Вечером меня нашел Томас, потащил в палатку. Нужно было срочно передать бесценные кадры по Интернету для катарской телекомпании «Аль-Джазира». Спутниковая связь почему-то сбоила. Я возился с ней долго, но настроил в конце концов. Коротко расспросив меня о новых впечатлениях, он принялся пересказывать содержание речи:
— Хаджи говорил сегодня о милосердии. Почти все суры священного Корана, ал-Коран ал-Керим, начинаются словами «Бисмилла ар-Рахмон ар-Рахим». Мы называем Аллаха «ар-Рахману» — «всемилостивый» и «ар-Рахииму» — «милосердный». Это означает, что подлинное милосердие доступно только ему одному, Всеблагому, который заповедал всем правоверным совершать закят, то есть подавать милостыню и помогать нуждающимся — творить садака. Сказано в хадисе, что садака уничтожает грехи, как вода гасит огонь, отгоняет болезни и закрывает путь к семидесяти видам зла. Аллах, мир ему и благословение, возместит ущерб дающему садака и поможет одержать победу над врагами. Заповедь о закяте — четвертая из пяти величайших заповедей Аллаха, мир ему и благословение. Люди не могут быть по-настоящему добры, если не веруют. Но даже искренне верующий человек не способен проявить подлинное милосердие, поскольку все души в нынешнее время слишком загрязнены эгоизмом. Однако Коран требует от мусульманина творить закят с чистым сердцем. Как же в таком случае соблюсти заповедь? Ответ простой. Акт высшего милосердия, которое только доступно мусульманину, — убивать врагов Аллаха. Здесь не может быть никакого эгоизма, поскольку такое убийство совершается исключительно ради веры. А любое действие, лишенное эгоизма, есть великая заслуга перед Всеблагим. Милосердие же здесь двояко. С одной стороны, мертвый враг ислама не сможет больше причинить вреда мусульманам, чем исполняется заповедь о помощи нуждающимся. С другой стороны, душа кафира, насильственно освобожденная от тела, искупает таким образом часть своих грехов. Хаджи учит, что мусульманин, принявший участие в джихаде, является более милосердным, чем тот, кто подает нищему кусок хлеба.
Железная логика…
— И часто он произносит такие речи? — поинтересовался я. — Всякий раз, когда есть вдохновение?
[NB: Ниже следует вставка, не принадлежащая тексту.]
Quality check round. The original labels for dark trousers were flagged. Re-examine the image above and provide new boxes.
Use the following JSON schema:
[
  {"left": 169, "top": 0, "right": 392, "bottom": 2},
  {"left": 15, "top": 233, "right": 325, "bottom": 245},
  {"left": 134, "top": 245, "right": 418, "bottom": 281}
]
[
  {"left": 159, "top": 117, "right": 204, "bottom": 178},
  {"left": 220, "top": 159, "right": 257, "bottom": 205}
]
— Это не вдохновение, это прозрение — кашф, — авторитетно пояснил Томас. — Только великие святые получают от Всеблагого кашф так часто, как Хаджи. Аллах ниспосылает имаму нур, то есть свет, и в сиянии этого света имам видит Истину так же отчетливо, как вы видите меня. Даже еще яснее, ибо нет ничего сокрытого перед лицом Непостижимого.
— Что же это за Истина, разъясните? Я ведь теперь мусульманин, имею право знать…
— Какой же вы мусульманин? — саркастически усмехнулся Томас. — Вы человек, заблудившийся в пустыне, которого согласился взять с собой большой караван. Но Хаджи сказал, что вы скоро покинете нас. Очень скоро.
— Когда же?
— Когда этого пожелает Аллах, разумеется. — И он, взяв за локоть, повел меня к выходу.
…Поход продолжался уже неделю. Медленно двигались через пустыню, молились, слушали проповеди. Ночами жгли костры из сухого верблюжьего дерьма. Оказывается, отличное топливо! Легкое, быстро разгорается, дает много тепла. В одном из грузовиков везли мешками верблюжье дерьмо — мелкие катышки, напоминавшие нашу жужелку — шлак. Еще Рахмон научил меня печь лепешки в раскаленном песке. Очень просто: мука, вода, соль, суешь в песок — и спустя четверть часа лепешка готова. Нам сдались без боя полтора десятка селений, где Абу Абдаллу встречали как самого Бога. Попали в одно селение, где добывали соль. Страшно. Люди вкалывают на солнце, кожа белая, иссушенная, красные глаза. Шахта в принципе неглубокая, но работать там можно только на четвереньках. Допотопными инструментами откалывают тридцатикилограммовые прямоугольные плиты, обтесывают кое-как и отдают приходящему за ними каравану. И селение, и работники — частная собственность караванщика. Он платит гроши, а чаще — мукой или крупой. Обыкновенное рабство. А соль караван везет черт знает куда — через всю Сахару, в Тимбукту. Абу Абдалла сделал очередной красивый жест: выкупил деревню у караванщика. Зачем — непонятно. И'сам, по-моему, не знал, зачем подарил рабам свободу. Главное — подарил.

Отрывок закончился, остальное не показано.